A closed GOP is a Group of Pictures whose frames only reference frames inside itself — no frame in the GOP depends on a frame from the previous or next GOP. The opposite is an "open GOP", where the final B-frames may reference the I-frame of the next GOP for tighter compression. Closed GOPs are slightly larger but self-contained, which is exactly what modern streaming needs.

Why closed GOPs matter: adaptive bitrate streaming (HLS, DASH) chops video into segments, and each segment must be independently playable so the player can switch between bitrate renditions on the fly. If a segment relies on frames outside itself, the switch produces a visible glitch — broken motion, wrong colours, missing detail — until the player resyncs at the next clean point. Closed GOPs guarantee no such cross-segment dependencies. Every HLS or DASH segment starts with an idr (a strict I-frame that flushes all references) and contains only frames that depend on frames inside the same GOP.

For a product team, "closed GOP at the segment boundary" is a setting that should be always on for adaptive streaming pipelines.

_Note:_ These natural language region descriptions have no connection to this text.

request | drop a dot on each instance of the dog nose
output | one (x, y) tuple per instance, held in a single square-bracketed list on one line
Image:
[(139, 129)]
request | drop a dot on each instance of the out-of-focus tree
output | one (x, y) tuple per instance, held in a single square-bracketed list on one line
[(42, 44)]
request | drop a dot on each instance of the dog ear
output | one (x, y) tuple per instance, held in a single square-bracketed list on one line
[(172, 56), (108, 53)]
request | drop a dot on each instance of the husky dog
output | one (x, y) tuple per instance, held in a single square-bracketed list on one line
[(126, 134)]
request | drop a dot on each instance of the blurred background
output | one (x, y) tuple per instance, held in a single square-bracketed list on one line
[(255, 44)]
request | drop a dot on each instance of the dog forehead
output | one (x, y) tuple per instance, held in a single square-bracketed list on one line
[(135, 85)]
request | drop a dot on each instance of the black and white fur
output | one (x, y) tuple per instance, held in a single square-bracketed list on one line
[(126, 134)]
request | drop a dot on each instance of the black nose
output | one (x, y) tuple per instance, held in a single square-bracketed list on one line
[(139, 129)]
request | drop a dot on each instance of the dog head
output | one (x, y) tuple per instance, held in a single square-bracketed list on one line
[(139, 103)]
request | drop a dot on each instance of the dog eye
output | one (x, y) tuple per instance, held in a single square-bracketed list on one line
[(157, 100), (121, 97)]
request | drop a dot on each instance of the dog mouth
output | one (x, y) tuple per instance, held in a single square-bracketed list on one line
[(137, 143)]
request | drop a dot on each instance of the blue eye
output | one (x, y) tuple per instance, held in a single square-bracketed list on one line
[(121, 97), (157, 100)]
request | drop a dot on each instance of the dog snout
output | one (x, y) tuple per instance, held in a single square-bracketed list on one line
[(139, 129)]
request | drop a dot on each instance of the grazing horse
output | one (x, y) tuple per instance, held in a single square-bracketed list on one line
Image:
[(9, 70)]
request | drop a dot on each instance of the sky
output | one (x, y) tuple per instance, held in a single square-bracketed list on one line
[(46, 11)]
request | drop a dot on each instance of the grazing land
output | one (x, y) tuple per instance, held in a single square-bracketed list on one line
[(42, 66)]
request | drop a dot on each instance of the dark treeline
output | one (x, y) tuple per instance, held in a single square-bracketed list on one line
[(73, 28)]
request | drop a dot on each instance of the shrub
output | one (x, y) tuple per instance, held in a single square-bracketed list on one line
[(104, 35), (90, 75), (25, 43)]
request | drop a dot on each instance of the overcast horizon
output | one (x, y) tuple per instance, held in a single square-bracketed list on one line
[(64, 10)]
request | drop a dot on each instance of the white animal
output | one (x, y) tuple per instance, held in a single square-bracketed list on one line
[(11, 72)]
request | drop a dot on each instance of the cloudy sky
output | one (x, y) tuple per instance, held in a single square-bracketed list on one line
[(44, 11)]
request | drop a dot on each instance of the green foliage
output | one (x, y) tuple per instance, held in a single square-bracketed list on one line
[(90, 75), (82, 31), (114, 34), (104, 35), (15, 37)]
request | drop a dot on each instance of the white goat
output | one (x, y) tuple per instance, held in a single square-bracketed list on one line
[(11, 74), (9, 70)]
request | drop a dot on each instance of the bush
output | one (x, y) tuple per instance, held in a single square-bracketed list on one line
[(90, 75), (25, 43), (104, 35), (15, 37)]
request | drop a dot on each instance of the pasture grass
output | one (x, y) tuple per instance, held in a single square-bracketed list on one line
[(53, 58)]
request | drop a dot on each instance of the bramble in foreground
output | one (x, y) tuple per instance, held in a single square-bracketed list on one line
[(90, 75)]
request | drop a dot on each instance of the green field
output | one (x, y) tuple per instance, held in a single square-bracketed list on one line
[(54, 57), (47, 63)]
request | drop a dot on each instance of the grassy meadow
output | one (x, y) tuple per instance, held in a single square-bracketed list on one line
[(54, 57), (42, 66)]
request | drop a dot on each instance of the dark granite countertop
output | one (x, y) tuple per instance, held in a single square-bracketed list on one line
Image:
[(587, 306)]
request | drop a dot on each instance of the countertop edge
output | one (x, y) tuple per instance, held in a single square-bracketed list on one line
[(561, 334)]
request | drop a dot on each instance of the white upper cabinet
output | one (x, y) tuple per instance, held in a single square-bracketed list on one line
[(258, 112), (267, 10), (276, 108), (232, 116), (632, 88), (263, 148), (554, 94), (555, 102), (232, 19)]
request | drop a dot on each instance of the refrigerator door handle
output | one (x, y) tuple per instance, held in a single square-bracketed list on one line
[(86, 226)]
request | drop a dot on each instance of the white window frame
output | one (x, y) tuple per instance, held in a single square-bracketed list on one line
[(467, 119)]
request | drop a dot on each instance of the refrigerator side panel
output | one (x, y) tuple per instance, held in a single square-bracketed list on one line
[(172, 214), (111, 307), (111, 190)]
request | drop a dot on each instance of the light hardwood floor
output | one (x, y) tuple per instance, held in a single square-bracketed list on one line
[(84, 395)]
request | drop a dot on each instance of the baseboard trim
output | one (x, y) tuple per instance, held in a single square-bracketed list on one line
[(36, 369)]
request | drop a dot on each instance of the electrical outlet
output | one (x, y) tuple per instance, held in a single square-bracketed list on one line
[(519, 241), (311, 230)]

FFmpeg's -g (keyframe interval) and -force_key_frames flags handle this; encoder-level options like keyint/min-keyint in x264/x265 enforce it. The cost is roughly 2–5 % bitrate compared to open GOP — accepted as the price of clean rendition switching. Open GOP only survives in non-segmented scenarios: progressive downloads, archival masters, contribution feeds where every frame will be re-encoded downstream anyway.